The recent case of Fearless I [2013] HKEC 1656 decides that a party who has no valid claim in rem against a vessel but has nonetheless arrested her cannot be reimbursed out of the proceeds of sale for its own costs and expenses paid to the Chief Bailiff for the arrest and maintenance of the vessel.

That might seem an obvious proposition but is somewhat disappointing for the original arresting party when subsequent arrests of the vessel by other parties are assisted by the original arrest.

In Fearless I, an intervener (the “intervener") was an assignee of rights and issued two admiralty writs in rem against two vessels (as opposed to in personam against the defendant shipowner). The manager of both vessels did likewise on the same day. The intervener also obtained warrants of arrest against both vessels.

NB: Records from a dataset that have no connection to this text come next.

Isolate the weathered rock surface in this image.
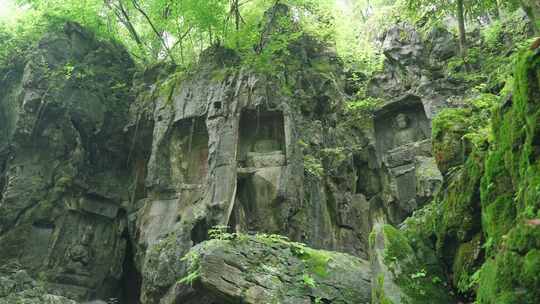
[0,23,133,300]
[0,9,480,304]
[186,236,371,304]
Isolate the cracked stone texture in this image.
[0,10,460,304]
[0,23,133,303]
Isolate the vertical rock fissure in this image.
[119,239,142,304]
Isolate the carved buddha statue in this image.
[392,113,424,148]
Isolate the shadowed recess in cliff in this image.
[375,95,431,155]
[238,109,285,167]
[169,117,208,184]
[119,235,142,304]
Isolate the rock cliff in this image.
[0,8,540,304]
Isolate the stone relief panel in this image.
[238,110,285,167]
[169,117,208,185]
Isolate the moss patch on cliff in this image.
[478,50,540,303]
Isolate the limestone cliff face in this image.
[0,19,468,304]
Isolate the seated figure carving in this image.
[67,226,94,274]
[392,113,425,148]
[252,126,281,153]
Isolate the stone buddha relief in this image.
[392,113,426,148]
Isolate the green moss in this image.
[452,233,482,294]
[371,274,394,304]
[477,51,540,304]
[383,225,453,304]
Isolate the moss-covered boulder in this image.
[478,49,540,304]
[180,235,370,304]
[369,224,455,304]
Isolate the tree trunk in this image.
[457,0,467,59]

The manager also obtained a warrant of arrest against one of the vessels after the intervener's warrants.

The intervener's writs in rem and warrants of arrest were set aside by the Court of First Instance in related proceedings. In short, the court held that the intervener's rights as an assignee (in contrast to rights of subrogation) did not come within the High Court's admiralty jurisdiction, pursuant to Section 12A(2) of the High Court Ordinance (Cap. 4). The intervener should have proceeded with a writ in personam.

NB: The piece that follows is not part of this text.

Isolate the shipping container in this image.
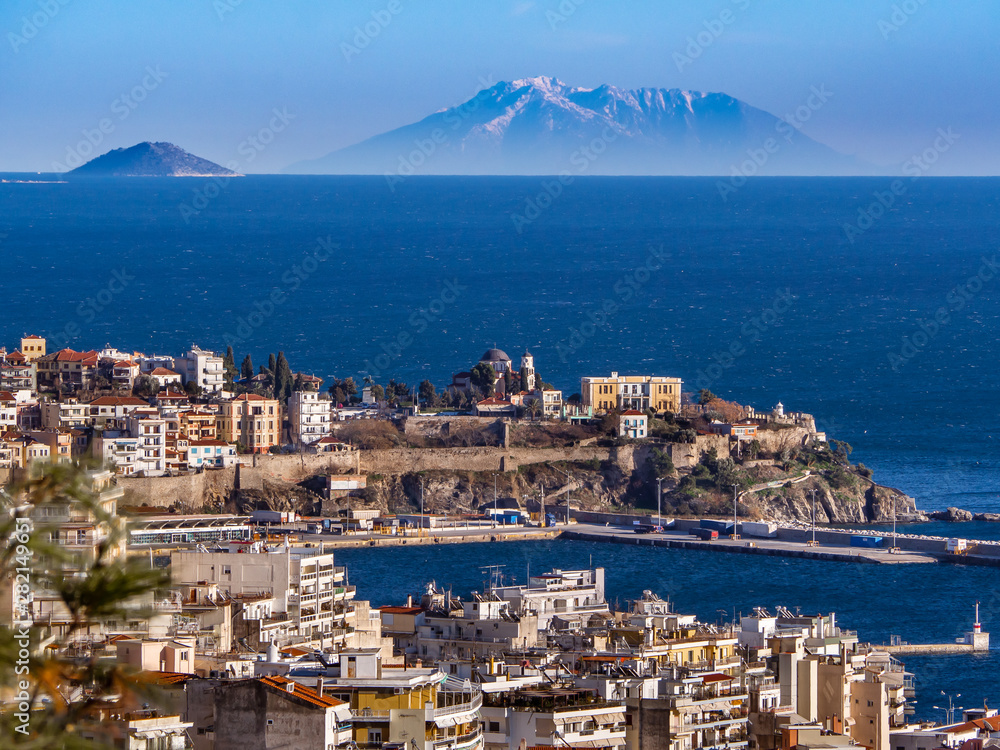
[740,521,778,539]
[688,528,719,542]
[250,510,299,523]
[851,536,882,549]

Accordingly, Fearless I was ordered to be released, only to be arrested by other interested parties and, ultimately, sold. On the other interested parties' costs and expenses being ordered to paid out of the proceeds of sale, the intervener (having done much of the early ground work for the arrest of the vessels) applied for its costs and expenses on the basis that:

"…it was the first arresting party and was a producer of the sale proceeds for the general benefit of all creditors".

That application was dismissed. In the apparent absence of authority, the court described as "extravagant" the proposition that a wrongful arrestor was entitled to its costs and expenses in arresting and maintaining a vessel, provided other creditors derived some de facto benefit from the arrest. The court observed:

"The most which could be said of (the intervener) was that it had held up the vessels within the jurisdiction, rendering them available for other legitimate in rem claimants to arrest them."

It will be interesting to see if the intervener appeals and, with some fearless advocacy, seeks to make law. The amount of the costs concerned suggests that discretion may be the better part of valour (re Nathan Ross (whaling ship) [1919-23] Sing. Reports).